Beaucoup de personnes pensent qu’un intérêt devrait ressembler à une passion instantanée. Dans la vraie vie, les intérêts se construisent souvent par exposition. Vous ne saurez peut-être pas si vous aimez le codage, l’enseignement, le design, la recherche, la vente, la menuiserie, la psychologie ou la finance avant d’essayer une petite version de l’activité et d’observer votre réaction.
Les intérêts peuvent aussi se cacher sous la pression. Si chaque choix semble lié aux notes, à l’argent, aux attentes familiales ou à la sécurité de l’emploi, votre attention passe de « qu’est-ce qui m’attire ? » à « que devrais-je choisir ? ». Cette pression peut rendre toutes les options ternes.
Une autre raison courante est la comparaison excessive. Voir d’autres personnes parler avec certitude de leur chemin peut rendre votre propre curiosité faible à vos yeux. Mais la certitude n’est pas la même chose que l’adéquation. Une personne peut choisir avec assurance une filière ou un emploi pour des raisons qui ont peu à voir avec un intérêt à long terme. Votre processus plus lent peut rester utile s’il vous aide à recueillir de meilleurs signaux.
Enfin, les intérêts changent. Un passe-temps qui comptait à 15 ans peut ne plus compter à 25 ans. Une matière qui vous ennuyait à l’école peut devenir intéressante lorsque vous rencontrez un meilleur professeur, que vous l’utilisez pour un vrai problème ou que vous la reliez à un parcours professionnel. Traitez les intérêts comme des tendances à observer, pas comme des étiquettes fixes que vous devez défendre pour toujours.
Un centre d’intérêt est une préférence répétée pour un type d’activité, de problème, d’environnement ou de résultat. Il n’a pas besoin d’être impressionnant. Il n’a pas besoin de rapporter de l’argent. Il vous donne simplement des informations sur ce que vous pourriez vouloir explorer davantage.
Voici des exemples pratiques :
La phrase « qu’est-ce qui m’intéresse à faire ? » est particulièrement utile, car elle se concentre sur l’action. Vous pouvez aimer l’idée de la médecine tout en n’aimant pas les tâches quotidiennes de soin aux patients. Vous pouvez aimer le statut associé à l’entrepreneuriat tout en n’aimant pas l’incertitude, la vente ou les opérations. Pour comprendre vos intérêts, séparez l’image d’un domaine des activités qu’il contient.
Utilisez un processus simple de collecte d’indices au lieu d’attendre une révélation spectaculaire. Essayez ceci pendant une semaine :

Ce processus fonctionne parce qu’il transforme « je ne sais pas ce qui m’intéresse » en un ensemble d’observations. Vous n’essayez plus de deviner votre identité. Vous testez l’adéquation.
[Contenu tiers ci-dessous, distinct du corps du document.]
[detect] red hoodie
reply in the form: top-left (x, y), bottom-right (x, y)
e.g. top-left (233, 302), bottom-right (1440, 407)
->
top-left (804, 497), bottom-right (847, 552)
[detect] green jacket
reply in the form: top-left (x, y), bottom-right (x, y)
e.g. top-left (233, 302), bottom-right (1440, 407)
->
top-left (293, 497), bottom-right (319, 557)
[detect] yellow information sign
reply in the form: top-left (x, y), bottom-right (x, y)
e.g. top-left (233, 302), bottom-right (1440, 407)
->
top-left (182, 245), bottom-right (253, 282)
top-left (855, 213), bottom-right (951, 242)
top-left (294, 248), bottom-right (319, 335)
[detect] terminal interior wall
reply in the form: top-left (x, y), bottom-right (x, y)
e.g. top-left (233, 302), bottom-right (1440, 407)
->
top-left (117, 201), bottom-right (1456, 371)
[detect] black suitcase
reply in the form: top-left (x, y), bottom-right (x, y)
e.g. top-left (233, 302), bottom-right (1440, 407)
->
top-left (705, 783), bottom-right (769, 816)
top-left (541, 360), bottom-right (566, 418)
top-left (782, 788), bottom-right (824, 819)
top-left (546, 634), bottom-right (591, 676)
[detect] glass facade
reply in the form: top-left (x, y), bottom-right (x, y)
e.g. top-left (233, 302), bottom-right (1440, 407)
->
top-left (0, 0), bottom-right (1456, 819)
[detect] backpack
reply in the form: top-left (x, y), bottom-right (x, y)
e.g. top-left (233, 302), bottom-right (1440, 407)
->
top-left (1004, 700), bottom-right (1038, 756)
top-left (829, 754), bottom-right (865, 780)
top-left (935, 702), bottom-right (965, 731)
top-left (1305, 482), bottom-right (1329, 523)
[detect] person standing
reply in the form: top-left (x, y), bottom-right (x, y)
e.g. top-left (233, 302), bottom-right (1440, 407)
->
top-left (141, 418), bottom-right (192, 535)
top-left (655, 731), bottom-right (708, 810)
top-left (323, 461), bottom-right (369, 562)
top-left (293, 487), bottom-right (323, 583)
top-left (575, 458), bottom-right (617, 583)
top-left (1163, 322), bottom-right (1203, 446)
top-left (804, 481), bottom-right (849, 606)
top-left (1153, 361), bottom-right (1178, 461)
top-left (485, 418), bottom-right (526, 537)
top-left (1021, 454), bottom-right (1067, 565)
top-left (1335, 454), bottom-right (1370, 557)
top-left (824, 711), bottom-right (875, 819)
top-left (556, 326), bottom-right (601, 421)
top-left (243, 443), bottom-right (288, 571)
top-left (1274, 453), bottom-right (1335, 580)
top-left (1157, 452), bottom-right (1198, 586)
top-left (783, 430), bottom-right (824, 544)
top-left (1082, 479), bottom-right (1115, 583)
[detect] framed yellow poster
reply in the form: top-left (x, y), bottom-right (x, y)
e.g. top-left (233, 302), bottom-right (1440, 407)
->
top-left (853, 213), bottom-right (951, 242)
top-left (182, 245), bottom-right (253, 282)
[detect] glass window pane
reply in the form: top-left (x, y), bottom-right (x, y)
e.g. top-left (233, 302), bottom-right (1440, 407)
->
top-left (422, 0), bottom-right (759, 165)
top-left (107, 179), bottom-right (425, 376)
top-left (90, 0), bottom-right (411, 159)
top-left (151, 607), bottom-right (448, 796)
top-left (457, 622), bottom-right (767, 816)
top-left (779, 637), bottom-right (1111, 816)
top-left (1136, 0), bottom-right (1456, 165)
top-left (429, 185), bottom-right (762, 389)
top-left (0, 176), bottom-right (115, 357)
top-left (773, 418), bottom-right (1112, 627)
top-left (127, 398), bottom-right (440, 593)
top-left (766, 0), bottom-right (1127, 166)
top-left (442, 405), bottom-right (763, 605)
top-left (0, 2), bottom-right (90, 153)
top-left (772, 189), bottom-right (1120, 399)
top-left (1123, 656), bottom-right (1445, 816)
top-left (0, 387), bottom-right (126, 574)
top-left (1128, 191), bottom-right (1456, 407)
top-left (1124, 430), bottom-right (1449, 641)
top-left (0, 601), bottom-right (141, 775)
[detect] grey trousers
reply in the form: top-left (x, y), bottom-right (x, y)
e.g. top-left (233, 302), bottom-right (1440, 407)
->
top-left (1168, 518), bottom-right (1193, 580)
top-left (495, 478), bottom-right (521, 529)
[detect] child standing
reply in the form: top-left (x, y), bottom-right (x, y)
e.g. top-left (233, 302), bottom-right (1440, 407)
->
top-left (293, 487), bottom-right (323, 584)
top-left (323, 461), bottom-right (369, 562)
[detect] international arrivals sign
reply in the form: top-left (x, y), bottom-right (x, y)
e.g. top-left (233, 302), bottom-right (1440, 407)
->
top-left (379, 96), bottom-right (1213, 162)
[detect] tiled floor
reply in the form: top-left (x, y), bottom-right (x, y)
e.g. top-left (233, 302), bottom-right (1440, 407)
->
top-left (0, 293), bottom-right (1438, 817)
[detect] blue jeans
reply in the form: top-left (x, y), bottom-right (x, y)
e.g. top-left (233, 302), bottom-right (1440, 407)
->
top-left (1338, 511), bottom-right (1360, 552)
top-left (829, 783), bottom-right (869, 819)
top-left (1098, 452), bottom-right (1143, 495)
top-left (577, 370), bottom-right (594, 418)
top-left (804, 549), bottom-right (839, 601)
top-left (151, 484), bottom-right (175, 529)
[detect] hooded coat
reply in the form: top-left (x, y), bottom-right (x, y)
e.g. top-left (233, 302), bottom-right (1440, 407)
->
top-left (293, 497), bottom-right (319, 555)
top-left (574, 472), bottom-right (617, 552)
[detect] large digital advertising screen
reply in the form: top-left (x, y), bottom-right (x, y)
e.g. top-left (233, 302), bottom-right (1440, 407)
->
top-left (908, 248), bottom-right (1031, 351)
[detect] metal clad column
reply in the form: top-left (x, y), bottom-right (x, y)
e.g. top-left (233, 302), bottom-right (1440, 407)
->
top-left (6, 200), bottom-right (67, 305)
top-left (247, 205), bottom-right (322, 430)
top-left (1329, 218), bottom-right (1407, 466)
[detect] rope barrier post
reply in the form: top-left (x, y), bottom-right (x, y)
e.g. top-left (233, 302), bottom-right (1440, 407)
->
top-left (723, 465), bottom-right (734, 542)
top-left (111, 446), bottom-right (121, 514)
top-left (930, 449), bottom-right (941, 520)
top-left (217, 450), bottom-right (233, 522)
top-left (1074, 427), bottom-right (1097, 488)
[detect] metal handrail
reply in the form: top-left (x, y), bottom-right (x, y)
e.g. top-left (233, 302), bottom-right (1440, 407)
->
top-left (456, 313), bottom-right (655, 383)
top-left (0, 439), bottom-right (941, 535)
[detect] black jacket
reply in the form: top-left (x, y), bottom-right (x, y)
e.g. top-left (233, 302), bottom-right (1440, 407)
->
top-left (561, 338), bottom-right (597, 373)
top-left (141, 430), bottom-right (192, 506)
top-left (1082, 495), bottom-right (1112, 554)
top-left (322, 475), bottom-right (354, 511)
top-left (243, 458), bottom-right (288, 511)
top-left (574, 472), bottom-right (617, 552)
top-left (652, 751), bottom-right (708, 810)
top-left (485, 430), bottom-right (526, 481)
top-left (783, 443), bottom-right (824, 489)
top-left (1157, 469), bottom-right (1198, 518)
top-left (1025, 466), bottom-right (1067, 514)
RIASEC, aussi appelé cadre Holland Code, regroupe les intérêts professionnels en six grands types : Réaliste, Investigateur, Artistique, Social, Entreprenant et Conventionnel. Il est utile parce qu’il vous aide à voir des tendances entre vos loisirs, vos choix d’études et vos tâches de travail.
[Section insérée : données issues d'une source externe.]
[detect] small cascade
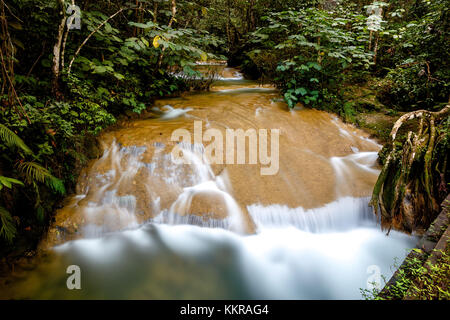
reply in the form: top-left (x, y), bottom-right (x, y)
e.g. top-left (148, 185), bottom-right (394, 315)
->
top-left (247, 197), bottom-right (376, 233)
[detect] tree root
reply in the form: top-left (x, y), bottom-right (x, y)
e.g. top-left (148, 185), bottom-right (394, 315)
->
top-left (369, 104), bottom-right (450, 232)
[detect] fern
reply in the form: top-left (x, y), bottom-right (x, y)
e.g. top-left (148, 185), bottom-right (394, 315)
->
top-left (0, 124), bottom-right (33, 154)
top-left (0, 206), bottom-right (17, 243)
top-left (18, 162), bottom-right (66, 195)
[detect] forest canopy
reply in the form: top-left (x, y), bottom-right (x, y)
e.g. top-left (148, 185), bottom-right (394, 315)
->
top-left (0, 0), bottom-right (450, 250)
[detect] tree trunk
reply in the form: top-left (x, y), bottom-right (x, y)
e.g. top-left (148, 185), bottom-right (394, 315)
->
top-left (52, 0), bottom-right (67, 99)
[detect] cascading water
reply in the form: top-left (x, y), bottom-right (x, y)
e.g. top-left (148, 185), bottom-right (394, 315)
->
top-left (0, 69), bottom-right (415, 299)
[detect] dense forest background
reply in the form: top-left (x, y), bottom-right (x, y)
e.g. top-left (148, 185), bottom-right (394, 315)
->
top-left (0, 0), bottom-right (450, 254)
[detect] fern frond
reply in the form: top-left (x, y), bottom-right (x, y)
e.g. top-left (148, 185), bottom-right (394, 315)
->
top-left (0, 123), bottom-right (33, 154)
top-left (0, 206), bottom-right (17, 243)
top-left (18, 162), bottom-right (66, 195)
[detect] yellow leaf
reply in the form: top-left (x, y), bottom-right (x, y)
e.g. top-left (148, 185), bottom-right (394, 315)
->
top-left (153, 36), bottom-right (161, 48)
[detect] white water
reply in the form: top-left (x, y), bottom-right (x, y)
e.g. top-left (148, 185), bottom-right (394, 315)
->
top-left (1, 69), bottom-right (416, 299)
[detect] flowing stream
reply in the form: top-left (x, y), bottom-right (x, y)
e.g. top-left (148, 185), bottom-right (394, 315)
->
top-left (0, 68), bottom-right (416, 299)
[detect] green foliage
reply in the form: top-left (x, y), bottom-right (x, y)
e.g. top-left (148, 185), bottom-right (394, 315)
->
top-left (18, 162), bottom-right (66, 195)
top-left (374, 244), bottom-right (450, 300)
top-left (0, 206), bottom-right (17, 243)
top-left (0, 123), bottom-right (32, 154)
top-left (248, 8), bottom-right (371, 108)
top-left (380, 0), bottom-right (450, 111)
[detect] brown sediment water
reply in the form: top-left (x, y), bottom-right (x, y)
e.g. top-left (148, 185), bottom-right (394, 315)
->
top-left (0, 66), bottom-right (414, 299)
top-left (40, 68), bottom-right (379, 245)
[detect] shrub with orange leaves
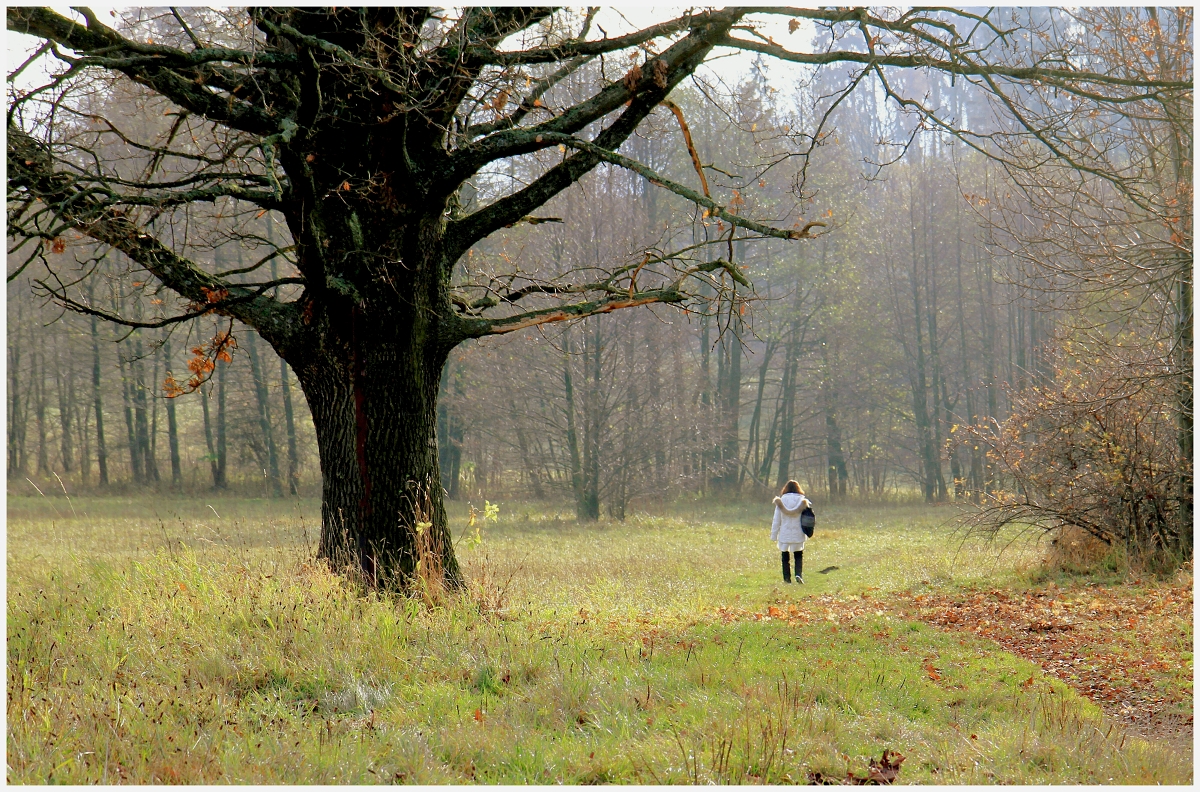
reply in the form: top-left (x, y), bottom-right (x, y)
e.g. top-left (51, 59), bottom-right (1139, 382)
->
top-left (967, 345), bottom-right (1190, 564)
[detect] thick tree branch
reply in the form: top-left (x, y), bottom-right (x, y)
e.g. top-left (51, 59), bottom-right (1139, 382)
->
top-left (7, 125), bottom-right (298, 343)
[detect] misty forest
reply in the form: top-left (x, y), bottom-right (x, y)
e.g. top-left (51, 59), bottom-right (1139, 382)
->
top-left (6, 7), bottom-right (1194, 784)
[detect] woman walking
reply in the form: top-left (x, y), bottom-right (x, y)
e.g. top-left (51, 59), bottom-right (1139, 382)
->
top-left (770, 481), bottom-right (812, 583)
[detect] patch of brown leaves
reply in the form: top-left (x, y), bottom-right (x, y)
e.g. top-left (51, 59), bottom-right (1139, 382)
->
top-left (716, 580), bottom-right (1193, 743)
top-left (893, 582), bottom-right (1193, 728)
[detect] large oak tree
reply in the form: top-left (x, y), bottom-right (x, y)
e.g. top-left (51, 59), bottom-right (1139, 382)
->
top-left (7, 7), bottom-right (1190, 584)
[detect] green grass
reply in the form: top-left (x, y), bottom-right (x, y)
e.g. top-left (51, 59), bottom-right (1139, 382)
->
top-left (7, 497), bottom-right (1192, 784)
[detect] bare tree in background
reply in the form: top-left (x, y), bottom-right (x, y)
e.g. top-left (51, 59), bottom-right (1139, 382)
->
top-left (7, 8), bottom-right (1190, 583)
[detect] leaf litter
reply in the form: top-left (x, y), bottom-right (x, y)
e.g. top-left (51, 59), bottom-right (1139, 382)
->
top-left (715, 576), bottom-right (1193, 748)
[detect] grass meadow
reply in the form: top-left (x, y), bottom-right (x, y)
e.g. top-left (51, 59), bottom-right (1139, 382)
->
top-left (7, 494), bottom-right (1192, 784)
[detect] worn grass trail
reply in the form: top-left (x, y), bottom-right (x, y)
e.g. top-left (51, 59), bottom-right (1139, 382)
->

Les intérêts réalistes impliquent souvent le travail manuel, les outils, les machines, le mouvement, la construction, la réparation ou les tâches en extérieur. Si vous aimez réparer des choses, travailler avec des matériaux ou voir un résultat tangible, cette tendance peut valoir la peine d’être explorée.
Les intérêts investigateurs impliquent de poser des questions, d’analyser des données, de rechercher des causes, de résoudre des problèmes complexes et de comprendre comment les choses fonctionnent. Si vous aimez les sciences, la stratégie, le diagnostic de problèmes au sens quotidien ou la recherche approfondie, vous pourriez reconnaître cette tendance.
Les intérêts artistiques impliquent la créativité, l’expression, le design, l’écriture, la performance, l’expérimentation ou la création de quelque chose d’original. Cela ne signifie pas seulement les beaux-arts. Cela peut inclure la marque, le contenu, le design produit, la production musicale, la narration ou la résolution créative de problèmes.
Les intérêts sociaux impliquent d’aider, d’enseigner, de guider, de soutenir, d’écouter et d’améliorer la vie des autres. Si vous expliquez souvent des concepts, apaisez des conflits, prenez soin d’autrui ou aimez la croissance d’un groupe, cette tendance peut compter.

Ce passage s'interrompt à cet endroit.